To you, what is self-care, and what are the advantages of self-care? Why is self-care so important when working from home?
Self care is listening to our body’s signals, paying attention, and doing what we need and what’s good for us.
Slow down and pause to investigate what you really need then respond with an aligned action such as water, rest, healthy food, or movement.
Working at home can blur the boundaries between work and the other parts of our life.

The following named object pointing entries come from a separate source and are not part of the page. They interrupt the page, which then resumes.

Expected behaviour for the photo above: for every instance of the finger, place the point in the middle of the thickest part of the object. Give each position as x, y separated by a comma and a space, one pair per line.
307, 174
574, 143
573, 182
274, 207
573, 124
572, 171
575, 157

When stress is already high from suddenly stepping into a new work environment in the middle of a global pandemic, mindful self-care practices give us a way to manage the stress and changes.
[By] taking the time and effort to do what we need to feel our best we are stronger physically, mentally, and emotionally when challenges come up.
Can self-care relieve stress and make us more productive?
Self-care is intricately woven into our wellbeing. When we take care of ourselves, we have more positive energy to give to our work and relationships.
Maybe you’ve heard the expression “you can’t pour from an empty cup.” If we give too much of our energy away, we’ll be running on empty. Self-care activities nourish and fulfill us so we can then give to others from our overflow.
Stress is more difficult to handle if we’re already depleted. I know I’ve experienced this. When too many things in one day go sideways, I might catch myself overreacting over dropping something on the floor.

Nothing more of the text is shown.